This is a gamma distribution with \(\alpha = n + 1\) and \(\beta = \sum_{i = 1}^{n}x_{i} + 2\). The posterior mean is \(\frac{\alpha}{\beta} = \frac{n + 1}{\sum_{i = 1}^{n}x_{i} + 2}\). Thus, the Bayes estimator of \(\lambda\) is \(\frac{n + 1}{\sum_{i = 1}^{n}x_{i} + 2}\).

Suppose the data is (1.001, 0.065, 0.014, 1.601, 0.288, 0.095, 0.401, 0.227, 0.234, 0.488). Then, the Bayes estimator of \(\lambda\) is

\[\frac{n + 1}{\sum_{i = 1}^{n}x_{i} + 2} = \frac{10 + 1}{4.41 + 2} = 1.716\]

Markov Chain Monte Carlo algorithm#

Markov chain Monte Carlo (MCMC) methods are a category of algorithms designed for sampling from a target probability distribution.

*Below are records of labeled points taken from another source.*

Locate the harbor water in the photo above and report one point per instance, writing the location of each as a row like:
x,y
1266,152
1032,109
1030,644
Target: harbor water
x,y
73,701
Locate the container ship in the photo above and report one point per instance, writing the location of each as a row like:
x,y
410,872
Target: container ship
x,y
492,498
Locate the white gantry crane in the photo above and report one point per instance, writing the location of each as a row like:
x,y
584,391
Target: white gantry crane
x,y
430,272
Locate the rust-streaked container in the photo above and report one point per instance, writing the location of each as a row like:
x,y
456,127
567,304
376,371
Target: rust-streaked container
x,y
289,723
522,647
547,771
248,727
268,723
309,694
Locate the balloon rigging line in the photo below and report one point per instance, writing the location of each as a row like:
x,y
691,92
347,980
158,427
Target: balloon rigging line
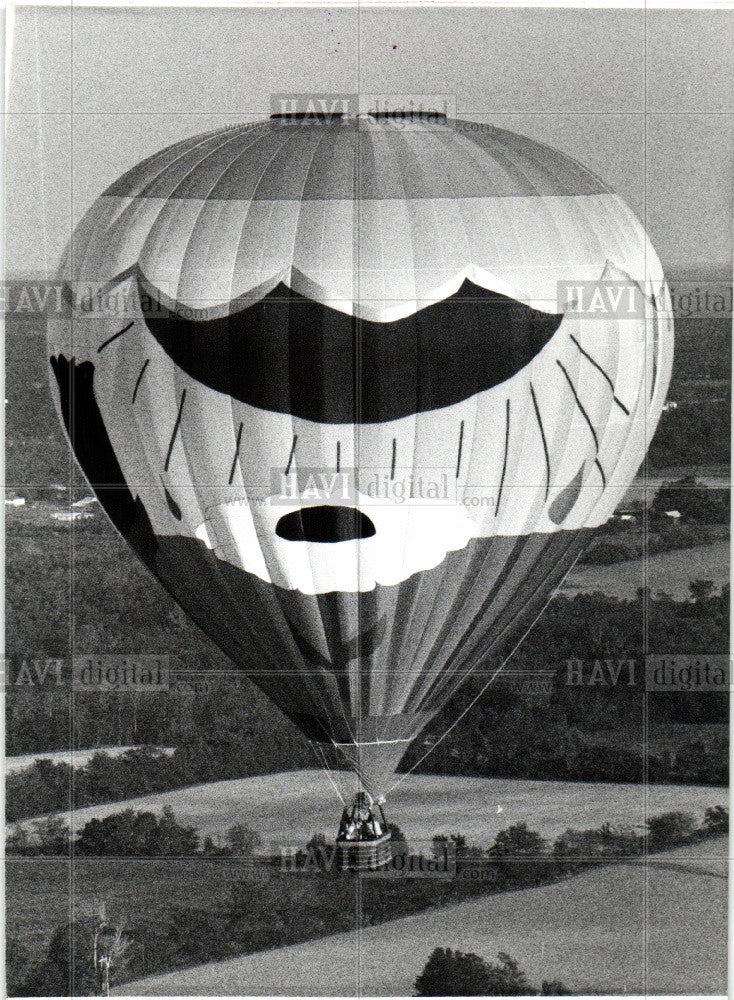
x,y
175,430
292,453
140,379
504,460
491,680
597,463
325,767
236,456
461,441
115,336
599,368
545,443
579,404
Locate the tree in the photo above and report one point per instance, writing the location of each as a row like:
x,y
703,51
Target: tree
x,y
517,841
52,835
670,828
554,988
242,839
449,973
175,840
701,590
71,952
717,820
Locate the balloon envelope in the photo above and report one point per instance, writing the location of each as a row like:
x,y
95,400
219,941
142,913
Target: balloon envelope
x,y
321,378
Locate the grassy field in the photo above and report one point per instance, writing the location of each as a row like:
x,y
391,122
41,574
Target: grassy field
x,y
287,808
617,930
79,758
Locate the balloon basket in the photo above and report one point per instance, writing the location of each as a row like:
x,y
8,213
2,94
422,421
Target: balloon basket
x,y
364,840
364,855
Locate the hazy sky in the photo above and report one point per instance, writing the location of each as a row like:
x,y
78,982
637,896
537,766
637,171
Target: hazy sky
x,y
643,100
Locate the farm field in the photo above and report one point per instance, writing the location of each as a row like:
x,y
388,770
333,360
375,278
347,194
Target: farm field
x,y
79,758
287,808
621,929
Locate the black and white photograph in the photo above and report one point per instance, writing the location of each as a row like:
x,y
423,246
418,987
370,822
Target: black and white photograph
x,y
367,498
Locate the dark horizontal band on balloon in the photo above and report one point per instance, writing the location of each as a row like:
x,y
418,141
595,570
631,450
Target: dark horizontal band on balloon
x,y
289,354
341,160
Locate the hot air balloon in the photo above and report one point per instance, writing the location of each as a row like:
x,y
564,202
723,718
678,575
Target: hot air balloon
x,y
345,419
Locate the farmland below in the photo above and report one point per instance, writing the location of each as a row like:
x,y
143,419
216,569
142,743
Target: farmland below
x,y
616,930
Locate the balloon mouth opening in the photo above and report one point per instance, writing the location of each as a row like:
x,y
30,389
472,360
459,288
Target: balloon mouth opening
x,y
325,524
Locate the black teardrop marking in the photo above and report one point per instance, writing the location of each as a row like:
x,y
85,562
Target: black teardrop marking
x,y
172,505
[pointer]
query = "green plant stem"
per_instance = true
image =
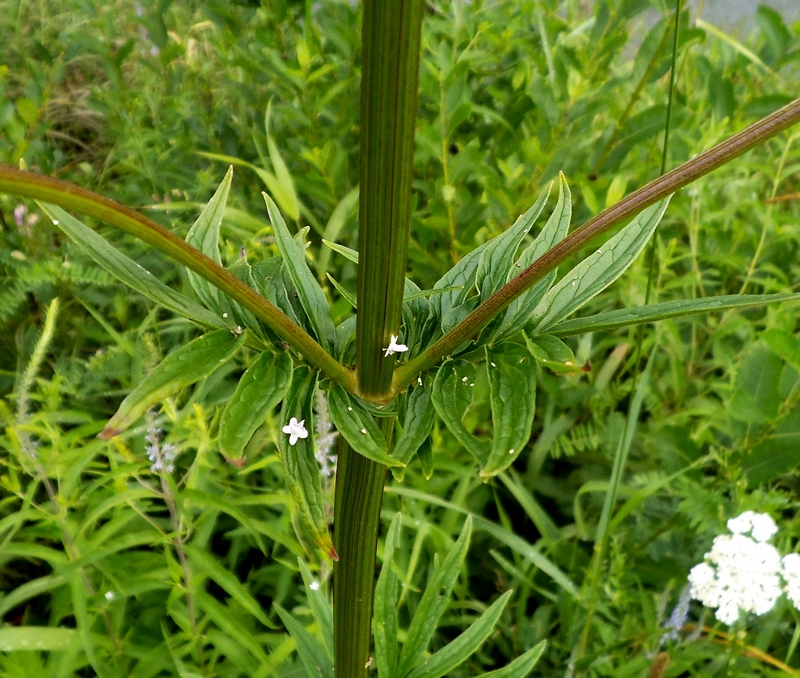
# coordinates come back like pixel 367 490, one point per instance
pixel 625 209
pixel 70 196
pixel 391 35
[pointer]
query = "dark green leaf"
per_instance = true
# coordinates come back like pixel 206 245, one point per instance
pixel 417 422
pixel 512 389
pixel 182 367
pixel 204 235
pixel 495 263
pixel 128 271
pixel 452 395
pixel 598 270
pixel 311 295
pixel 301 467
pixel 357 427
pixel 260 388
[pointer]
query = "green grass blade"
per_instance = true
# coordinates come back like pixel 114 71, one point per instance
pixel 669 309
pixel 456 652
pixel 384 618
pixel 312 654
pixel 320 606
pixel 521 666
pixel 434 602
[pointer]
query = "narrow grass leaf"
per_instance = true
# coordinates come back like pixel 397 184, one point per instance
pixel 300 465
pixel 669 309
pixel 451 396
pixel 261 387
pixel 207 501
pixel 127 271
pixel 554 231
pixel 521 666
pixel 434 602
pixel 320 606
pixel 598 270
pixel 228 624
pixel 311 295
pixel 496 261
pixel 182 367
pixel 204 235
pixel 286 194
pixel 384 618
pixel 313 656
pixel 341 213
pixel 40 638
pixel 512 395
pixel 357 427
pixel 204 562
pixel 457 651
pixel 417 423
pixel 516 543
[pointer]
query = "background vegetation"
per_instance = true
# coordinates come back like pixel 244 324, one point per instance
pixel 180 574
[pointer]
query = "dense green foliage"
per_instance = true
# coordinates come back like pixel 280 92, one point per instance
pixel 188 573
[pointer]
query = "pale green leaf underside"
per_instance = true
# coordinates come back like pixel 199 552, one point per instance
pixel 127 271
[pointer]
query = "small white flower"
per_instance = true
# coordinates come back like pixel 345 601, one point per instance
pixel 394 347
pixel 739 575
pixel 295 430
pixel 758 525
pixel 791 575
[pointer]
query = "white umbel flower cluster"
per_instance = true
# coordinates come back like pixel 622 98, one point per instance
pixel 743 573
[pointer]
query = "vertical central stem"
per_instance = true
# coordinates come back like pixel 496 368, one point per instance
pixel 389 80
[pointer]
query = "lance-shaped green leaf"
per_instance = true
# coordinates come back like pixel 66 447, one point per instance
pixel 320 607
pixel 384 619
pixel 598 270
pixel 434 601
pixel 300 465
pixel 454 653
pixel 355 424
pixel 126 270
pixel 182 367
pixel 310 293
pixel 554 231
pixel 624 317
pixel 204 235
pixel 452 395
pixel 495 263
pixel 512 394
pixel 341 213
pixel 521 666
pixel 260 388
pixel 554 354
pixel 417 423
pixel 312 654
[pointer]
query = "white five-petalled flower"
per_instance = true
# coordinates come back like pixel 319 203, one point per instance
pixel 295 430
pixel 394 347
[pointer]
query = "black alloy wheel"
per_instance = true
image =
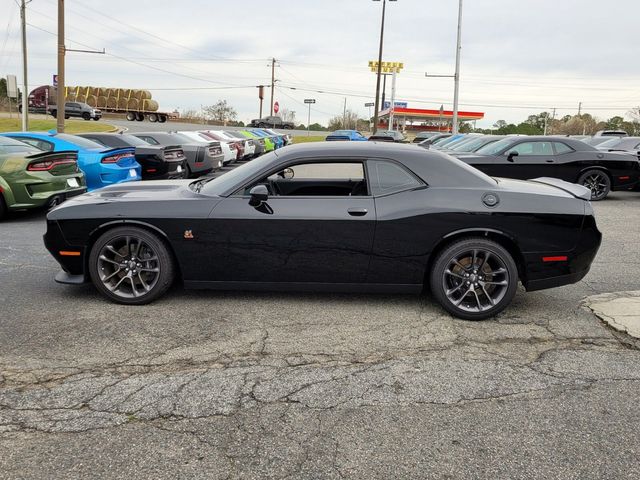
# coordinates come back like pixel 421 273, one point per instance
pixel 130 265
pixel 474 279
pixel 3 207
pixel 598 182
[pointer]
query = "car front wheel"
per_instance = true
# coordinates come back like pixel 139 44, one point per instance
pixel 130 265
pixel 598 182
pixel 474 279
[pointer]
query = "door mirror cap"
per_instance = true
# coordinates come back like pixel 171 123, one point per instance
pixel 511 155
pixel 259 195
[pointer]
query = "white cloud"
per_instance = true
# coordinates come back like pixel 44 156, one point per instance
pixel 532 54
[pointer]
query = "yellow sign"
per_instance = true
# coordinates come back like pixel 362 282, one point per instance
pixel 386 67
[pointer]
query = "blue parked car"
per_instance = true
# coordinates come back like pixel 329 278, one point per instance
pixel 346 135
pixel 101 166
pixel 277 140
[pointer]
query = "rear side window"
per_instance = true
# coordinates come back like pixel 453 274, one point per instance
pixel 387 178
pixel 562 148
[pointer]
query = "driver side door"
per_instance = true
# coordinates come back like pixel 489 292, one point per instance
pixel 316 226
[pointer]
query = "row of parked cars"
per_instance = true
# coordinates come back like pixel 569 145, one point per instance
pixel 605 162
pixel 42 169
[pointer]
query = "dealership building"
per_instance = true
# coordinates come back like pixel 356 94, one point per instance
pixel 422 119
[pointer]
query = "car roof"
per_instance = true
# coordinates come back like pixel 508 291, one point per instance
pixel 433 167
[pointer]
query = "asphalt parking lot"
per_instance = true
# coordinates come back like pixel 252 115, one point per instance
pixel 277 385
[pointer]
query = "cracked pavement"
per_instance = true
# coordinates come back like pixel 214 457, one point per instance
pixel 286 385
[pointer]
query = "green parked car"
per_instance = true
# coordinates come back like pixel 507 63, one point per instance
pixel 31 178
pixel 269 146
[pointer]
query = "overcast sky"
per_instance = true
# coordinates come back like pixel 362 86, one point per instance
pixel 518 57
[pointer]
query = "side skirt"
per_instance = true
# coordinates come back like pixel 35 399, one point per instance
pixel 307 287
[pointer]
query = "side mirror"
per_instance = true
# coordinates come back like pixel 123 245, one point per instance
pixel 259 195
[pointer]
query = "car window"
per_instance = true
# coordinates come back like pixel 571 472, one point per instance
pixel 532 148
pixel 150 140
pixel 316 179
pixel 562 148
pixel 39 144
pixel 386 178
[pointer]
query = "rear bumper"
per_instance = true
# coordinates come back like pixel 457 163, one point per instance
pixel 554 269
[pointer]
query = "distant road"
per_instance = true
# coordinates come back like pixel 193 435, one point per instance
pixel 156 127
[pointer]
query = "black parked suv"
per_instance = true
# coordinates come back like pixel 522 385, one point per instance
pixel 77 109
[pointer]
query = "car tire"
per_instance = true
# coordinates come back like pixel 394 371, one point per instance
pixel 598 182
pixel 474 278
pixel 131 266
pixel 3 207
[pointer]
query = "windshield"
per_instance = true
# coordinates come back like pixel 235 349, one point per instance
pixel 79 141
pixel 9 145
pixel 224 182
pixel 495 147
pixel 473 145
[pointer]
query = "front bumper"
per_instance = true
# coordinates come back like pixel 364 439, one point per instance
pixel 73 266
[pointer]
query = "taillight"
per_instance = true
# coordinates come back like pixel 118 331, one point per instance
pixel 44 165
pixel 117 158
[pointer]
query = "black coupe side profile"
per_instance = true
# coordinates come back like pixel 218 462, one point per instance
pixel 558 157
pixel 338 216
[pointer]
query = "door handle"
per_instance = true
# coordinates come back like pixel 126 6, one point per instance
pixel 357 212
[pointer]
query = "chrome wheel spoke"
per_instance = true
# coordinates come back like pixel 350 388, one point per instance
pixel 453 274
pixel 480 285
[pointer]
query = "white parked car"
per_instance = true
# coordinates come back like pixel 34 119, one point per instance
pixel 229 151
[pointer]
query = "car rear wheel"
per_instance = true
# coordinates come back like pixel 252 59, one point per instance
pixel 130 265
pixel 598 182
pixel 3 207
pixel 474 279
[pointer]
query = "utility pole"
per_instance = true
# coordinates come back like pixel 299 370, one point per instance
pixel 553 117
pixel 25 87
pixel 457 73
pixel 273 82
pixel 61 52
pixel 344 114
pixel 379 67
pixel 393 98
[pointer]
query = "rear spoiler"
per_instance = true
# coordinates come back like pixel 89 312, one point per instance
pixel 574 189
pixel 60 154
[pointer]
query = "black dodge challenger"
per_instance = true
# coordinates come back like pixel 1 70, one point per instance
pixel 559 157
pixel 340 216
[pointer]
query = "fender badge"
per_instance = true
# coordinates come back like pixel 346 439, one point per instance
pixel 490 199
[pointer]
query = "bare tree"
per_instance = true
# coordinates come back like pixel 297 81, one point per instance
pixel 221 111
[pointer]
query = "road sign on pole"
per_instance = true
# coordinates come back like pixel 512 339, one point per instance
pixel 309 101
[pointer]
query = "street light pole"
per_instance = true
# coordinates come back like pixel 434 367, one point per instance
pixel 25 91
pixel 456 81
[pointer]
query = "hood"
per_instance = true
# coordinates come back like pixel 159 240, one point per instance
pixel 138 200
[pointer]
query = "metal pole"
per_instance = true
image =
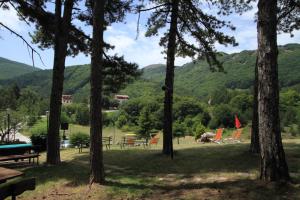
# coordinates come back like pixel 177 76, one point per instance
pixel 8 124
pixel 47 116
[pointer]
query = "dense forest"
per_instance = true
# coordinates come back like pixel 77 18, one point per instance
pixel 192 79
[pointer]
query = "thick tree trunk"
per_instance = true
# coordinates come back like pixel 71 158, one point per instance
pixel 273 163
pixel 169 83
pixel 60 53
pixel 254 146
pixel 96 152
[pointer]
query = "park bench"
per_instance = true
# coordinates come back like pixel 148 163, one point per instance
pixel 107 142
pixel 16 188
pixel 18 152
pixel 131 141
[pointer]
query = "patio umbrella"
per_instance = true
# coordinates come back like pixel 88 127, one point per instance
pixel 237 122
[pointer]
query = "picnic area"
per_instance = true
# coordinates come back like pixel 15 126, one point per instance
pixel 199 171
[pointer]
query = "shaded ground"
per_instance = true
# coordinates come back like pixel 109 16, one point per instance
pixel 209 171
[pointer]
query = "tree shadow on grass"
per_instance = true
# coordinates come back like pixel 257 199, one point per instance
pixel 139 169
pixel 237 189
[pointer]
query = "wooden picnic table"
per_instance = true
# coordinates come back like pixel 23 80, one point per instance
pixel 6 174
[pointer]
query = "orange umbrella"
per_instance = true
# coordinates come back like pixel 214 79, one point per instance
pixel 237 122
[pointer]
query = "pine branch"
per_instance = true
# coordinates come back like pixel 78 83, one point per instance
pixel 20 14
pixel 28 45
pixel 153 8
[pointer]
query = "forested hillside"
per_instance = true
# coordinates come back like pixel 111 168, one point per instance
pixel 196 79
pixel 10 69
pixel 192 79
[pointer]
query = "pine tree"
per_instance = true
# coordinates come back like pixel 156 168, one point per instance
pixel 52 30
pixel 273 163
pixel 187 18
pixel 288 20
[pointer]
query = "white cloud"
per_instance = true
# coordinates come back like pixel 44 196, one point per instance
pixel 10 19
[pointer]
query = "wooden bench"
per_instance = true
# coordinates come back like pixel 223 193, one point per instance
pixel 28 156
pixel 107 142
pixel 18 152
pixel 132 141
pixel 127 141
pixel 16 188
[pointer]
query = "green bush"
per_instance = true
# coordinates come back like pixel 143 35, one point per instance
pixel 200 129
pixel 83 115
pixel 79 139
pixel 39 135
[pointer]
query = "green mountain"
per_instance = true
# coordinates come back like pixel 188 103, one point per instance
pixel 192 79
pixel 76 81
pixel 10 69
pixel 196 79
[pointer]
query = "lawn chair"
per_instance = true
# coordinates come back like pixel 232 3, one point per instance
pixel 235 137
pixel 218 136
pixel 154 140
pixel 128 140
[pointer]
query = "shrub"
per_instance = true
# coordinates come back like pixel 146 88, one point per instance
pixel 200 129
pixel 83 115
pixel 39 136
pixel 79 139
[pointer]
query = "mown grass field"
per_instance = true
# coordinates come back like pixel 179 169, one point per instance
pixel 198 171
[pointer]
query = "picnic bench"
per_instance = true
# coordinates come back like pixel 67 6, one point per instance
pixel 107 142
pixel 131 140
pixel 16 188
pixel 16 152
pixel 6 174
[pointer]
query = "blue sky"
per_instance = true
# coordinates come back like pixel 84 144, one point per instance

It can be demonstrated that the samples produced by MCMC algorithms converge to the desired target probability distribution.

In Bayesian analysis, the focus is on the posterior distribution as the target probability distribution. Assuming the availability of the likelihood function \(f(x|\theta)\) and the prior \(f(\theta)\), the posterior density of \(\theta\) is expressed as:

\[f\left( \theta \middle| x \right) = \frac{f(x|\theta)f(\theta)}{f(x)}\]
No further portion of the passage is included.